The System 7.5 NAD's extra resources are not the same as the respective resources in the full system 7.5. So using the 7.5.3 installer on top of the 7.5.3 disk tools disk is not similar to the method that Apple used to make the 7.5 NAD. It's possible that the 7.5 NAD's extra resources are from an older system or maybe they were even created specifically for the NAD disk. Maybe it was space, maybe something else, but I'm sure they had a good reason.

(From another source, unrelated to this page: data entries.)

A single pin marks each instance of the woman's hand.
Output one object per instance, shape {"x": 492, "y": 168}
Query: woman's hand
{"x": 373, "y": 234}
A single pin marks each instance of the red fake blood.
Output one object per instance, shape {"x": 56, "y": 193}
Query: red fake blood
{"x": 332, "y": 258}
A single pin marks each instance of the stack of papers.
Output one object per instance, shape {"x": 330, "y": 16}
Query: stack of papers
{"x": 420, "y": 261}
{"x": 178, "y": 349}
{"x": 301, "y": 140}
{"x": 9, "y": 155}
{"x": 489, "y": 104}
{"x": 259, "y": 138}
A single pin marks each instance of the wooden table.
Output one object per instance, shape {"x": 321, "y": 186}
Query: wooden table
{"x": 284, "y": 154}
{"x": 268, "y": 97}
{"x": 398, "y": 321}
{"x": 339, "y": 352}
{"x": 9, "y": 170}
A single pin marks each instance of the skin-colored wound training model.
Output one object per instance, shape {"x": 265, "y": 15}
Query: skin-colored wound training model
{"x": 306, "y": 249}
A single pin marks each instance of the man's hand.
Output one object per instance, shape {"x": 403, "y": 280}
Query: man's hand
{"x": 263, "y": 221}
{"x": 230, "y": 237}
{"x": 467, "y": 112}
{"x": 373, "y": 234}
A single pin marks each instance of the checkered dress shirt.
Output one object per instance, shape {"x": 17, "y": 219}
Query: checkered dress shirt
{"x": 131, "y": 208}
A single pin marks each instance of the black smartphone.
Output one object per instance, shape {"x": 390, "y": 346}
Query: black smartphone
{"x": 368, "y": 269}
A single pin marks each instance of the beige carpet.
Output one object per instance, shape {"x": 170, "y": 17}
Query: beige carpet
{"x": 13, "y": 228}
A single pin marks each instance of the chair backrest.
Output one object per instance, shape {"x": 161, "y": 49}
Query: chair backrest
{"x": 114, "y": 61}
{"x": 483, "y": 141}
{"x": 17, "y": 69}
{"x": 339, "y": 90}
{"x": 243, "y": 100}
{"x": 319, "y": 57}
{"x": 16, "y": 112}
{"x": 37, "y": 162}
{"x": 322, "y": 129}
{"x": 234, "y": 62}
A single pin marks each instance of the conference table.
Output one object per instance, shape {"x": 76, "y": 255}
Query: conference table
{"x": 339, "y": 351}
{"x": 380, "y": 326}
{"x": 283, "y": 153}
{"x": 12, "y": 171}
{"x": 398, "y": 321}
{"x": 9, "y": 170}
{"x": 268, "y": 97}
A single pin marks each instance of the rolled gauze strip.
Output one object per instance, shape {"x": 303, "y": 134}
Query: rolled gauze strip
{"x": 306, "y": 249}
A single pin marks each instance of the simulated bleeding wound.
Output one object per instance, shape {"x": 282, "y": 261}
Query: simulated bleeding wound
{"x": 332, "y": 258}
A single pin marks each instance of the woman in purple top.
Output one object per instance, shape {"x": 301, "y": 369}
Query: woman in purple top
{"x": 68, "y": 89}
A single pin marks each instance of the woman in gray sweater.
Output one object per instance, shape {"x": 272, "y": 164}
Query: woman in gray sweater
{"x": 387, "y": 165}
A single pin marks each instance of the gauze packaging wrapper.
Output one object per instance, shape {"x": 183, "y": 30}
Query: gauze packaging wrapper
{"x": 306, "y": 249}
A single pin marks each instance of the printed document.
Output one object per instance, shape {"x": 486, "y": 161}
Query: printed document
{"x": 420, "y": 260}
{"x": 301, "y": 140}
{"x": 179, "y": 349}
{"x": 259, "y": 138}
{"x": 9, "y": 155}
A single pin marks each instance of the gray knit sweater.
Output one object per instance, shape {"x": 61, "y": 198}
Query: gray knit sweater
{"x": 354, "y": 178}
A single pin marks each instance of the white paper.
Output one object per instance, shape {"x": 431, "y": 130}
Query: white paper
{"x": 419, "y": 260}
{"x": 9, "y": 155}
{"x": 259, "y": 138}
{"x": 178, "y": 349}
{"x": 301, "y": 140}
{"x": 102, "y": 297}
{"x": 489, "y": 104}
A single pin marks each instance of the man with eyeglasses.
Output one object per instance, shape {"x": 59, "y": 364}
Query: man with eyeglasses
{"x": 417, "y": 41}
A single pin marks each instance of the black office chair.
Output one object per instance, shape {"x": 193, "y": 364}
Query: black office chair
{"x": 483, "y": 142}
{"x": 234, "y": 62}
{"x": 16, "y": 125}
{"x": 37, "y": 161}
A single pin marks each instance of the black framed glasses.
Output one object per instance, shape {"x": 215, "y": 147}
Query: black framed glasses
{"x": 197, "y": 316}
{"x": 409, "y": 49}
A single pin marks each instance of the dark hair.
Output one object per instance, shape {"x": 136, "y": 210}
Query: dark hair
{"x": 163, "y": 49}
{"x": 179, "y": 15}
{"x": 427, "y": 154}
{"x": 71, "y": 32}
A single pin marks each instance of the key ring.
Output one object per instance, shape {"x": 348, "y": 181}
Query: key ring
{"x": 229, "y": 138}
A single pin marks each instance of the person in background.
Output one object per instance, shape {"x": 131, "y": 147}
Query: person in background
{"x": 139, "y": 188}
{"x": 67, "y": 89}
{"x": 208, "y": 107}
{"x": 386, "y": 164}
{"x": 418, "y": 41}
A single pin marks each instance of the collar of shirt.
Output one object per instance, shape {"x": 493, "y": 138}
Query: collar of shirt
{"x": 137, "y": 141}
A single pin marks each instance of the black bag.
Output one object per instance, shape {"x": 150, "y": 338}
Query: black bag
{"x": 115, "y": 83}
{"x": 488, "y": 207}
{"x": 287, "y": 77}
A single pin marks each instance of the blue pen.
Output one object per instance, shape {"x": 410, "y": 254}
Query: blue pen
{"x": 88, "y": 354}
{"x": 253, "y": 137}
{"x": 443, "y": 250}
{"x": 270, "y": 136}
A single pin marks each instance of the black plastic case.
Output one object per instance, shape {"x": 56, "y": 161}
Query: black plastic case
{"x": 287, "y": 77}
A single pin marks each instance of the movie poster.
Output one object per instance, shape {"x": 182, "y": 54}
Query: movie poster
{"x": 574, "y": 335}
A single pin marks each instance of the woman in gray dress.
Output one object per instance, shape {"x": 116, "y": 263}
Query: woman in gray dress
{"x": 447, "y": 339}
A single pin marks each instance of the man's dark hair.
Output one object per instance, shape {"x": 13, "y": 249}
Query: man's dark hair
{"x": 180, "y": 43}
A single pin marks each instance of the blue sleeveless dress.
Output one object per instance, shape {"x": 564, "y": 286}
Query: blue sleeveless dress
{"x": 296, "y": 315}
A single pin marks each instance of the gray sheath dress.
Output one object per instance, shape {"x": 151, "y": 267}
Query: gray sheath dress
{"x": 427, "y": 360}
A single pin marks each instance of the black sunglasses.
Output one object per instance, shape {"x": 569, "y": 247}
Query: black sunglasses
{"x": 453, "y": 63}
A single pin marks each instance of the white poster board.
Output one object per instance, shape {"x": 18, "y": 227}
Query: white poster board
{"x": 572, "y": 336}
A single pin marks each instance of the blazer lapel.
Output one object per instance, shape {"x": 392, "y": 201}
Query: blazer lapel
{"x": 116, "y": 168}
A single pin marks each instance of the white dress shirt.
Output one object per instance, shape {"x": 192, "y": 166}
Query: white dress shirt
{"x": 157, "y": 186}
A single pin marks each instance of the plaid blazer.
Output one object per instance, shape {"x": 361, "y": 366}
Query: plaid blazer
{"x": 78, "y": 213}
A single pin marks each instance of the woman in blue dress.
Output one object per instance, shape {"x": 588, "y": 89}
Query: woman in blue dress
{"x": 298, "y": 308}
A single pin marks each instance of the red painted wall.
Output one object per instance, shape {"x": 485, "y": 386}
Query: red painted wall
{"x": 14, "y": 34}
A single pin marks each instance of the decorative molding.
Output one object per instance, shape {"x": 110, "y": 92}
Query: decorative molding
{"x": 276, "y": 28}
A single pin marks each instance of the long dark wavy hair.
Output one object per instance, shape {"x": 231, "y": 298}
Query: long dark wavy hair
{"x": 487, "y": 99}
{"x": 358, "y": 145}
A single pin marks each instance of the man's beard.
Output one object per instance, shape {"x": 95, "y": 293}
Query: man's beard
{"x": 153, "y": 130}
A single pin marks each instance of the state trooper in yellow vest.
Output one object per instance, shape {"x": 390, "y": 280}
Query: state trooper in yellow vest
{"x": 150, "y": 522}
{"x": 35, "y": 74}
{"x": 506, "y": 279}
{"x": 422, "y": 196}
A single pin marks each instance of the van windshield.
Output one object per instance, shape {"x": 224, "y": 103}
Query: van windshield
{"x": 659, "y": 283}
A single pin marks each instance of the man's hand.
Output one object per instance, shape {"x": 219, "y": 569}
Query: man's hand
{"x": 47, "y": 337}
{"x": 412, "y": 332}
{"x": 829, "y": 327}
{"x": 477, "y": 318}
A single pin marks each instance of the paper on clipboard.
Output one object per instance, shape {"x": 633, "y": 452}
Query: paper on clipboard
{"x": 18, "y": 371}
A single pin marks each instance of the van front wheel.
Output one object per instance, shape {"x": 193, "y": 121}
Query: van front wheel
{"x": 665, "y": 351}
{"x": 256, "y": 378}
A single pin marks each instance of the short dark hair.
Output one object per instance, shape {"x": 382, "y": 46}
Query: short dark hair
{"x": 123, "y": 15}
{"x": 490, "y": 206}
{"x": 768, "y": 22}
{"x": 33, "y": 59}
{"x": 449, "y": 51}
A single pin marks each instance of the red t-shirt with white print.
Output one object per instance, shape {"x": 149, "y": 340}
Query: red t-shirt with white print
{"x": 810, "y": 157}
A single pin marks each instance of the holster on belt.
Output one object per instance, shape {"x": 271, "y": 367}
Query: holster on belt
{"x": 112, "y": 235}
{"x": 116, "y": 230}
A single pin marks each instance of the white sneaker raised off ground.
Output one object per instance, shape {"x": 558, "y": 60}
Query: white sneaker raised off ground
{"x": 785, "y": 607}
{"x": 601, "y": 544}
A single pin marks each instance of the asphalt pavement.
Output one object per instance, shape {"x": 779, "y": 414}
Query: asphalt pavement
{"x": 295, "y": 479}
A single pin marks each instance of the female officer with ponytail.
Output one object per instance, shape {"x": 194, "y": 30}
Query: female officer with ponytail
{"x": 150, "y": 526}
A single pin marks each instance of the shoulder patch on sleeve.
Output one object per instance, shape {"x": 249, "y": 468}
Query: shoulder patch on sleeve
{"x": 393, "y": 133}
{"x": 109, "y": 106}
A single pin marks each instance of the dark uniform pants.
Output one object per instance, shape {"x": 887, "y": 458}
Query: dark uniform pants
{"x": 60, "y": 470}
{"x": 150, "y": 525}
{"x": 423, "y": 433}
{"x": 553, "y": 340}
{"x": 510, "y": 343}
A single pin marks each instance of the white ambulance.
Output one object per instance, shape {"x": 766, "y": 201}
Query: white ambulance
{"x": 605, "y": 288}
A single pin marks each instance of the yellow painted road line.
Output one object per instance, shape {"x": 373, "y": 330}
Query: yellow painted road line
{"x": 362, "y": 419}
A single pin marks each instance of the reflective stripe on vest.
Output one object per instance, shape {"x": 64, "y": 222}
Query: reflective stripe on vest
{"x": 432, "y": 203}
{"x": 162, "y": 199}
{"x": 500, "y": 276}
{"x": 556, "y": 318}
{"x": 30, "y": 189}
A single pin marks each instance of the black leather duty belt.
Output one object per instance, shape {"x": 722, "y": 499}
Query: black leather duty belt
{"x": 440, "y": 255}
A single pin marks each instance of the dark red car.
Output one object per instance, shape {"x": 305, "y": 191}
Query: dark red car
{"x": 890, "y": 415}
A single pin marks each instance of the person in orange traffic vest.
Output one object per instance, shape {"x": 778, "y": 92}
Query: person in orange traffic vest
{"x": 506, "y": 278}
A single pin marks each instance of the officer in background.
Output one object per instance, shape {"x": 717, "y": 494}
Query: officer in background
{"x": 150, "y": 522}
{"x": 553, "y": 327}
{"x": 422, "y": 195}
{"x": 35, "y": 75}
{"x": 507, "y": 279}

An alternate approach would be to take the 7.5 NAD and systematically update it towards 7.5.3 by replacing its resources from the 7.5.3 DT a little at a time, trying to keep it bootable and keep the networking going. At some point along the line, it may turn into some sort of PPC-bootable hybrid disk, part 7.5, part 7.5.3.

 

Mk.558

Well-known member
Well progress has stalled because opening the Network control panel on even a Minimal Install of 7.5.3 freezes the computer.

I'll have to wait until I get my SE/30 logic boards back.

I am convinced there is a way to do it, but it won't be exactly "easy". It doesn't help that the devs of the System back then are gone for good, and any innate knowledge required to make such a thing is going to be as dust in the wind. I still have no idea why they didn't build two disks, a 7.5.3 PPC and a 7.5.3 68K. I mean 7.5 works for all the 68Ks, but so does System 6, and System 6 is WAY better in such an application. But nearly all the PPCs require 7.5.3+, so 7.5 is pointless. Unless, of course, you have an '040, as '040s don't run System 6.

The way I'll try it out next time is with the SE/30, installing onto a RAM disk a Minimal Install for this Mac. The fun part lies in figuring out what exact extensions are needed, and compressing them. LZWRes can do that, but as resources. We don't have the know-how to integrate extensions into the System itself, then compress them. With resource compression, the compressed data is stored on disk, but decompressed into memory and retained there, perfect for such FDs.